Ukraine said it has evidence a cyber attack against government websites on Friday was likely carried out by Russia, amid fears that Moscow may be planning military action against the country after security talks with the US and Nato failed.
“At the moment we can say that all evidence points to Russia being behind the attack,” Ukraine’s digital transformation ministry said in a statement on Sunday. “Moscow continues to wage hybrid war and is actively growing its information and cyber space capabilities.”
Ukraine’s western allies have yet to formally attribute the attack to Russia but warned that it could be a prelude to further military aggression after Moscow massed 100,000 troops near the border.
The cyber attack, which took down about 70 government websites on Friday, came as the White House warned Russia was positioning operatives in eastern Ukraine as part of a “false-flag operation” to create a “pretext for invasion”.
The US and EU have vowed to pass “crippling” sanctions against Russia on a far greater scale than after the 2014 annexation of Crimea if it renews its aggression against Ukraine. Russia seized controlled of the Ukrainian peninsula of Crimea in 2014.
Russia has denied it is planning to invade Ukraine but warned of an unspecified “military-technical response” if the US does not meet president Vladimir Putin’s demands to roll back Nato’s eastward expansion and pledge never to admit former Soviet countries, including Ukraine.
Western officials have refused to give ground on the demands while attempting to reach a compromise on issues such as arms control and military deployments.
Dmitry Peskov, Putin’s spokesman, told CNN the failure of the talks in Geneva, Brussels, and Vienna was “disturbing” as Moscow and Nato remained on “totally different tracks.”
Peskov also refused to rule out that Moscow “would not deploy any offensive weapons on Ukraine’s territory.”

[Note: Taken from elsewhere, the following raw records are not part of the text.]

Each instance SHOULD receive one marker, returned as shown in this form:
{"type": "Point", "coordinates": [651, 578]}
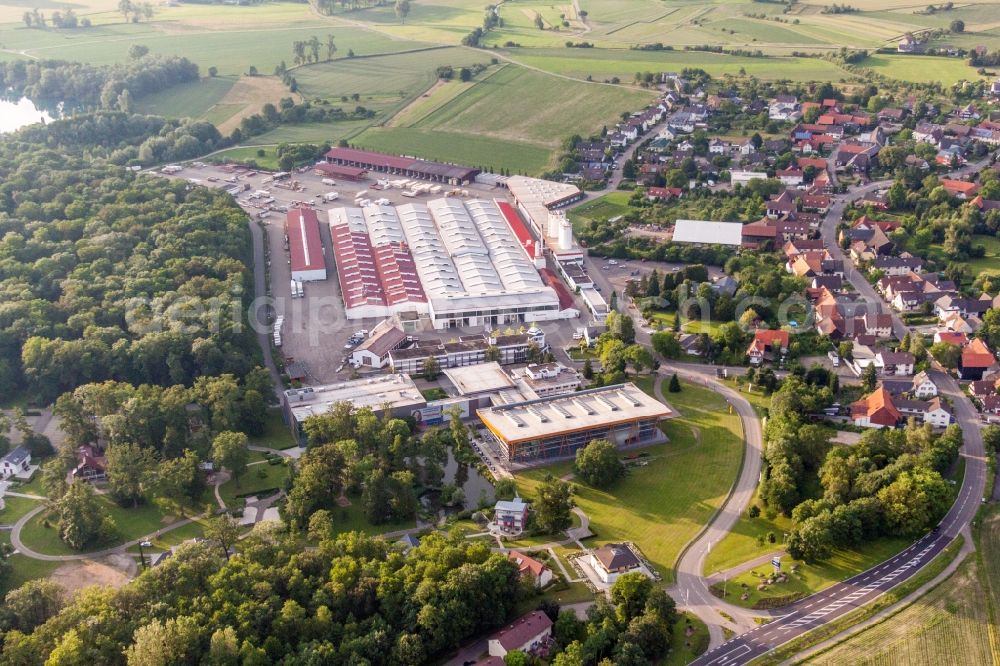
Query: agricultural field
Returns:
{"type": "Point", "coordinates": [661, 506]}
{"type": "Point", "coordinates": [603, 64]}
{"type": "Point", "coordinates": [384, 83]}
{"type": "Point", "coordinates": [955, 618]}
{"type": "Point", "coordinates": [515, 104]}
{"type": "Point", "coordinates": [923, 69]}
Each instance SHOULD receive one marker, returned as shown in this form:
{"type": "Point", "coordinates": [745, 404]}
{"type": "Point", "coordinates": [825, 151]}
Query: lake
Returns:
{"type": "Point", "coordinates": [15, 114]}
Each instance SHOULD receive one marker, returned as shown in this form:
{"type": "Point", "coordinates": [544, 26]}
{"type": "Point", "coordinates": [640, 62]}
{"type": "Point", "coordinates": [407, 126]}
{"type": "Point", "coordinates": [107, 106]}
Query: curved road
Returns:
{"type": "Point", "coordinates": [691, 588]}
{"type": "Point", "coordinates": [813, 611]}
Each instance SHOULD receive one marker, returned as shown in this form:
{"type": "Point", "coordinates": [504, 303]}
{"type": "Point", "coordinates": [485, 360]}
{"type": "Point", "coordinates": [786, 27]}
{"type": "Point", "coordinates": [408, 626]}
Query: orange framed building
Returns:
{"type": "Point", "coordinates": [557, 426]}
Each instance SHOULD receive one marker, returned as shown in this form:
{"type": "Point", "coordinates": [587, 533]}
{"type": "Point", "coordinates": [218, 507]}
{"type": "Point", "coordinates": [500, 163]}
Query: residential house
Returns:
{"type": "Point", "coordinates": [784, 107]}
{"type": "Point", "coordinates": [16, 463]}
{"type": "Point", "coordinates": [951, 338]}
{"type": "Point", "coordinates": [511, 515]}
{"type": "Point", "coordinates": [981, 388]}
{"type": "Point", "coordinates": [90, 464]}
{"type": "Point", "coordinates": [767, 345]}
{"type": "Point", "coordinates": [960, 189]}
{"type": "Point", "coordinates": [612, 560]}
{"type": "Point", "coordinates": [975, 360]}
{"type": "Point", "coordinates": [935, 411]}
{"type": "Point", "coordinates": [531, 568]}
{"type": "Point", "coordinates": [923, 386]}
{"type": "Point", "coordinates": [531, 634]}
{"type": "Point", "coordinates": [876, 410]}
{"type": "Point", "coordinates": [901, 265]}
{"type": "Point", "coordinates": [894, 364]}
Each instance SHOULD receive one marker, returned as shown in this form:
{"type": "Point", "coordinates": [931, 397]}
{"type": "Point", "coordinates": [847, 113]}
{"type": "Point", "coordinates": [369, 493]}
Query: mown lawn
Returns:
{"type": "Point", "coordinates": [689, 640]}
{"type": "Point", "coordinates": [921, 69]}
{"type": "Point", "coordinates": [990, 263]}
{"type": "Point", "coordinates": [662, 505]}
{"type": "Point", "coordinates": [276, 434]}
{"type": "Point", "coordinates": [603, 208]}
{"type": "Point", "coordinates": [809, 578]}
{"type": "Point", "coordinates": [131, 523]}
{"type": "Point", "coordinates": [256, 479]}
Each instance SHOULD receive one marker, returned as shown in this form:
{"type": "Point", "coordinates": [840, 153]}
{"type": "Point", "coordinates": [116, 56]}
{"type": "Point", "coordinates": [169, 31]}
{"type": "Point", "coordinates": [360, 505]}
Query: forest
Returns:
{"type": "Point", "coordinates": [110, 274]}
{"type": "Point", "coordinates": [888, 484]}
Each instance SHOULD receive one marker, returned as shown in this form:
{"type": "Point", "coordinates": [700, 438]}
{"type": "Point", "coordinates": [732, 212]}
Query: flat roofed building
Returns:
{"type": "Point", "coordinates": [397, 393]}
{"type": "Point", "coordinates": [703, 232]}
{"type": "Point", "coordinates": [305, 246]}
{"type": "Point", "coordinates": [539, 200]}
{"type": "Point", "coordinates": [402, 166]}
{"type": "Point", "coordinates": [556, 426]}
{"type": "Point", "coordinates": [479, 379]}
{"type": "Point", "coordinates": [546, 379]}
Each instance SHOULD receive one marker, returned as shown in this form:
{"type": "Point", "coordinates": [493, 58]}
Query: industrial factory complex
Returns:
{"type": "Point", "coordinates": [491, 262]}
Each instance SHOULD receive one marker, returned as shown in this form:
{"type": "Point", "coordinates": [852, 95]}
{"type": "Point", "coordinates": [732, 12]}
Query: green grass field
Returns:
{"type": "Point", "coordinates": [603, 208]}
{"type": "Point", "coordinates": [131, 523]}
{"type": "Point", "coordinates": [990, 263]}
{"type": "Point", "coordinates": [252, 482]}
{"type": "Point", "coordinates": [955, 618]}
{"type": "Point", "coordinates": [460, 149]}
{"type": "Point", "coordinates": [276, 434]}
{"type": "Point", "coordinates": [922, 69]}
{"type": "Point", "coordinates": [663, 505]}
{"type": "Point", "coordinates": [602, 64]}
{"type": "Point", "coordinates": [809, 578]}
{"type": "Point", "coordinates": [690, 639]}
{"type": "Point", "coordinates": [192, 100]}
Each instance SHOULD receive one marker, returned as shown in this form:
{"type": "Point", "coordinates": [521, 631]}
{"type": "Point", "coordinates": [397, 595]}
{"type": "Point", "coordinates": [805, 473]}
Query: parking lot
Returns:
{"type": "Point", "coordinates": [315, 330]}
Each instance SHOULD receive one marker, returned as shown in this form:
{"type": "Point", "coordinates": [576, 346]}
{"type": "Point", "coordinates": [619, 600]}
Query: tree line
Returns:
{"type": "Point", "coordinates": [888, 484]}
{"type": "Point", "coordinates": [86, 86]}
{"type": "Point", "coordinates": [352, 600]}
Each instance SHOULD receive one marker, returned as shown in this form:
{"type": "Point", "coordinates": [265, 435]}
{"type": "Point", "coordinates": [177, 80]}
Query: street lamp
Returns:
{"type": "Point", "coordinates": [142, 555]}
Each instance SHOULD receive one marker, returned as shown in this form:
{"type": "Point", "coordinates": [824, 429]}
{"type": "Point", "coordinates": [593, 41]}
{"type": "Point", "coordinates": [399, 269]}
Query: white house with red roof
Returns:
{"type": "Point", "coordinates": [529, 567]}
{"type": "Point", "coordinates": [531, 634]}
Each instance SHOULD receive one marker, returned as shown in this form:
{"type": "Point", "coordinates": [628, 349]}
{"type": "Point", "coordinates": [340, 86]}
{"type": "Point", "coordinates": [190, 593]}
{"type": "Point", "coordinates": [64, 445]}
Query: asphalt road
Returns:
{"type": "Point", "coordinates": [818, 609]}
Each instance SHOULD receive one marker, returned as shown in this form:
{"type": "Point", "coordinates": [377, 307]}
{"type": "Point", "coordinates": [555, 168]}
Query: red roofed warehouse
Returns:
{"type": "Point", "coordinates": [403, 166]}
{"type": "Point", "coordinates": [305, 245]}
{"type": "Point", "coordinates": [529, 633]}
{"type": "Point", "coordinates": [339, 171]}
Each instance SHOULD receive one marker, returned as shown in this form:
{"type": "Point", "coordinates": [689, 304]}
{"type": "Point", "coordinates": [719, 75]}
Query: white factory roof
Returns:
{"type": "Point", "coordinates": [396, 390]}
{"type": "Point", "coordinates": [583, 410]}
{"type": "Point", "coordinates": [529, 190]}
{"type": "Point", "coordinates": [480, 378]}
{"type": "Point", "coordinates": [708, 233]}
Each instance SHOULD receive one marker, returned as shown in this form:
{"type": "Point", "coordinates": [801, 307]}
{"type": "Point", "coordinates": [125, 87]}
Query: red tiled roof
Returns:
{"type": "Point", "coordinates": [525, 563]}
{"type": "Point", "coordinates": [977, 355]}
{"type": "Point", "coordinates": [397, 272]}
{"type": "Point", "coordinates": [550, 279]}
{"type": "Point", "coordinates": [515, 635]}
{"type": "Point", "coordinates": [957, 339]}
{"type": "Point", "coordinates": [517, 227]}
{"type": "Point", "coordinates": [356, 268]}
{"type": "Point", "coordinates": [878, 407]}
{"type": "Point", "coordinates": [304, 243]}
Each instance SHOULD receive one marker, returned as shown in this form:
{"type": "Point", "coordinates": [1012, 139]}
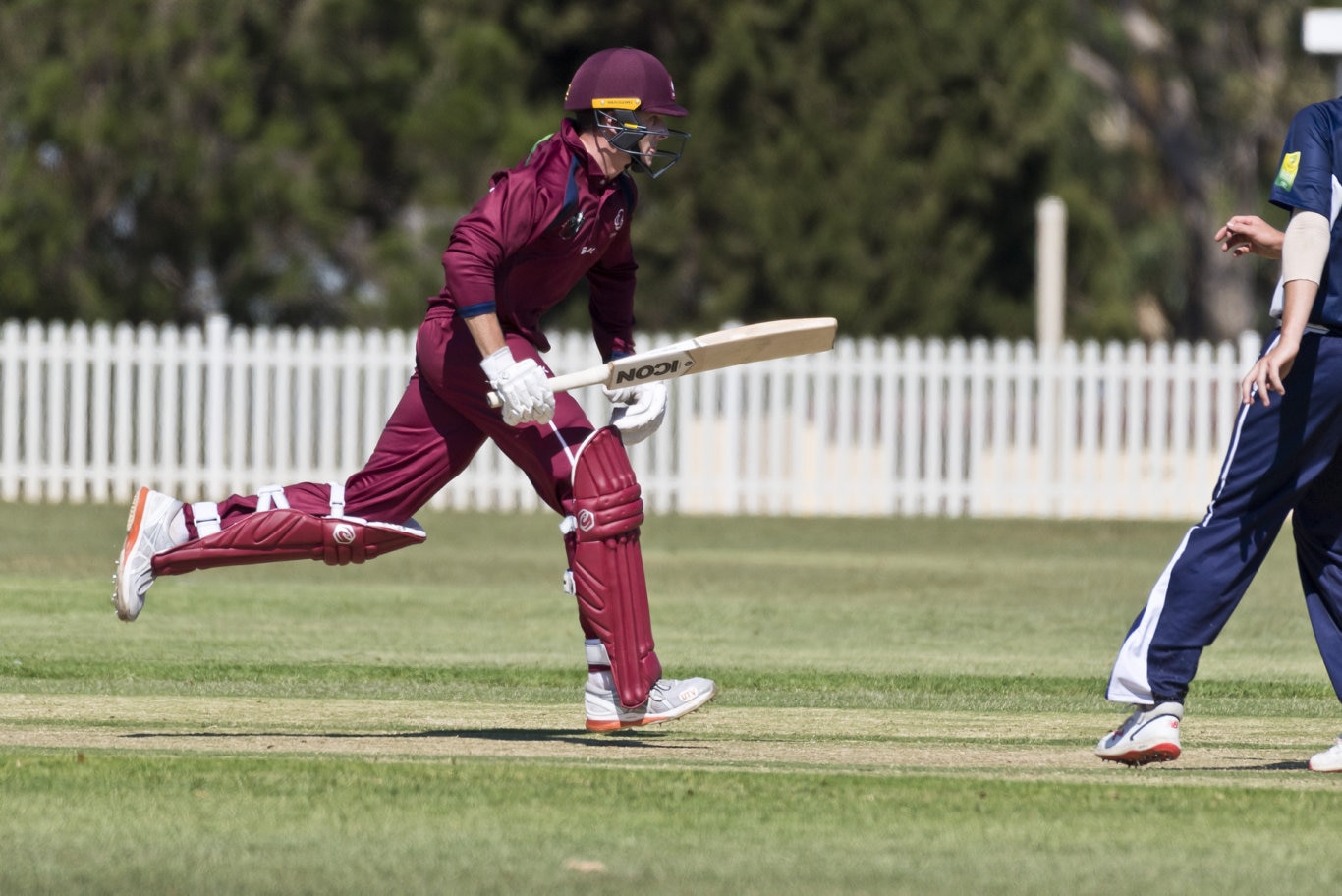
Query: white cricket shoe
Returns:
{"type": "Point", "coordinates": [146, 534]}
{"type": "Point", "coordinates": [1330, 759]}
{"type": "Point", "coordinates": [668, 699]}
{"type": "Point", "coordinates": [1150, 734]}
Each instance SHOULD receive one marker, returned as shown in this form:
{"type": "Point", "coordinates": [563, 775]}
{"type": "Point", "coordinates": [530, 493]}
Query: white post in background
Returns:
{"type": "Point", "coordinates": [1320, 33]}
{"type": "Point", "coordinates": [1049, 272]}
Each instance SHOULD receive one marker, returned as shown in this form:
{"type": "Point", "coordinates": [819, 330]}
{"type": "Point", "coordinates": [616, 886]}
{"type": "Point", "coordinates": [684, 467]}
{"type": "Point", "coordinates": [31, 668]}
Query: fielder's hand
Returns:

Though a cyber attack would probably meet the threshold for sanctions, officials have so far stopped short of directly implicating Russia in the attack while pointing to Moscow’s long history of electronic warfare operations.
Victoria Nuland, US under-secretary of state for policy, told the FT that the cyber attack was a “tried and true part of the Russian playbook” and said the west was focused on “inflicting very sharp pain very fast, if Russia makes this move in any form.”
Ukraine’s National Security Council said over the weekend that it suspected a hacking group tied to Belarusian intelligence had perpetrated the attack. Belarus’ authoritarian government, which has spearheaded a rapprochement with Moscow after mass protests in the summer of 2020, has yet to comment on the allegations.
The attack, which defaced websites including those of Ukraine’s cabinet and several ministries, was intended to look like ransomware but also left “destructive” malware “designed to render targeted devices inoperable,” Microsoft said in a blog post on Saturday.
Microsoft did not identify the actors behind the attack or their intent, but said that it had likely affected more victims than currently known and warned it represented “an elevated risk to any government agency, non-profit or enterprise located or with systems in Ukraine.”